Pat Farrell wrote:Specifically, applets are obsolete. Its pointless wasting time learning applets.
I wouldn't agree with this (since we have applets in production where I work). However I would say that applets are a minor feature and that you shouldn't learn them until (a) you need them and (b) you already know Java well enough so that you only need half a day to get up to speed on them.
We give our customers these little palm-sized barcode scanners. They go around their store and scan the barcodes of products they want to order, and then they plug the scanner into a USB port. This basically acts like a disk drive, so there's a file of scan data in a predetermined location on some drive.
The applet simply looks for that location and uploads the scan data, if it finds it, and then forwards to a "review" page if it found data and an "error" page if it didn't. The GUI is simply a JLabel which says "Searching for scanned data". We're just using a plain vanilla <applet> tag to load the thing. So it's just about the simplest possible applet (except that of course it has to be signed).

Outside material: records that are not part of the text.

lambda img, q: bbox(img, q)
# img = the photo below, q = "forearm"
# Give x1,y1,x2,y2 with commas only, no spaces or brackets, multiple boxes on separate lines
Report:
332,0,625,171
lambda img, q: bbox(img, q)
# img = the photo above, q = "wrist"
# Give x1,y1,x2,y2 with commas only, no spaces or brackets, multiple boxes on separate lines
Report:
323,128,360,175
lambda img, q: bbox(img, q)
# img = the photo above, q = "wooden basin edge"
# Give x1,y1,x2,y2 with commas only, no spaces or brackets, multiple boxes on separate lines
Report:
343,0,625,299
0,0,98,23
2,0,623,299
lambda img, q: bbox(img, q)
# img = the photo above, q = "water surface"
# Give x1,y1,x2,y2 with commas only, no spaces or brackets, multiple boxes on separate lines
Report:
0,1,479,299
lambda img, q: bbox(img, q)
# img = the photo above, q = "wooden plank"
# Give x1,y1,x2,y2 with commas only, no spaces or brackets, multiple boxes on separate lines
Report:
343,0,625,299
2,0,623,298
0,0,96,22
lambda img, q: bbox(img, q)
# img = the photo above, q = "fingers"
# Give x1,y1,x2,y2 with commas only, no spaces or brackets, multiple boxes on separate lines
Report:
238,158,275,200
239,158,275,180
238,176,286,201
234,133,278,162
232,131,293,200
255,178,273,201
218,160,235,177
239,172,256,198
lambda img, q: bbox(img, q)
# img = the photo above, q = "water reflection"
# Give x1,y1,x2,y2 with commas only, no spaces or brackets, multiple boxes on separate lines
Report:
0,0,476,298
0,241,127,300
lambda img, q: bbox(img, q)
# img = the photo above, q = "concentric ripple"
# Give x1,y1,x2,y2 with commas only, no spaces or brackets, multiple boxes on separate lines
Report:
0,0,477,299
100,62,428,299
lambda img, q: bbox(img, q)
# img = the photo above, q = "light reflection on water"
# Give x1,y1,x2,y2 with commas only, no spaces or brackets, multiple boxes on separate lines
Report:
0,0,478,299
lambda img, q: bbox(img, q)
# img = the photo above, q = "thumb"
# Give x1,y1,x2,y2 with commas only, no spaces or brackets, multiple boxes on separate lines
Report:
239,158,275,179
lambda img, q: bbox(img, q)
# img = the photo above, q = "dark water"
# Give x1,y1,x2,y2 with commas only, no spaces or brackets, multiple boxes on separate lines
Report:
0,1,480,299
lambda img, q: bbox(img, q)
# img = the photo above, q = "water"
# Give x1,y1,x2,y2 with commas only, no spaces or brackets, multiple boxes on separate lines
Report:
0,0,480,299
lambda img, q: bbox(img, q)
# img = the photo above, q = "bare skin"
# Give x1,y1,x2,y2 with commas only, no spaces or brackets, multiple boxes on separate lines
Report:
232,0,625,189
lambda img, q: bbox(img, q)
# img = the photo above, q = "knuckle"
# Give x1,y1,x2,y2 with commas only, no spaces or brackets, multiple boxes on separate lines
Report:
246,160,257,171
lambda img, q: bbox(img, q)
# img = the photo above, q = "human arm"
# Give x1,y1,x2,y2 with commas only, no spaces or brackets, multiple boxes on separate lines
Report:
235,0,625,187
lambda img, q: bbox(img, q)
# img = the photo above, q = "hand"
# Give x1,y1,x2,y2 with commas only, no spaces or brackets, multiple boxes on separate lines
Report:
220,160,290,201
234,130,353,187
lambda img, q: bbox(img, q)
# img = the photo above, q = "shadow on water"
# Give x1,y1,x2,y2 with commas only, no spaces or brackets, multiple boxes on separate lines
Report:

I don't work in support but I haven't heard any feedback that people are having problems with our applet.
we also using applets in a stock exchange site to display the graphs and currency changes. it run out of browser like a swing application. we may use webstart for this(more secure compare to applets i studied some where). but my seniors are restricted to use it.
Joined: Mar 22, 2005
mallikarjun dontamsetti wrote:we may use webstart for this(more secure compare to applets i studied some where).
There are numerous good reasons to prefer WebStart apps over applets, but this one sounds purious. Make sure you understand what that's all about before you use it as a basis for decision-making.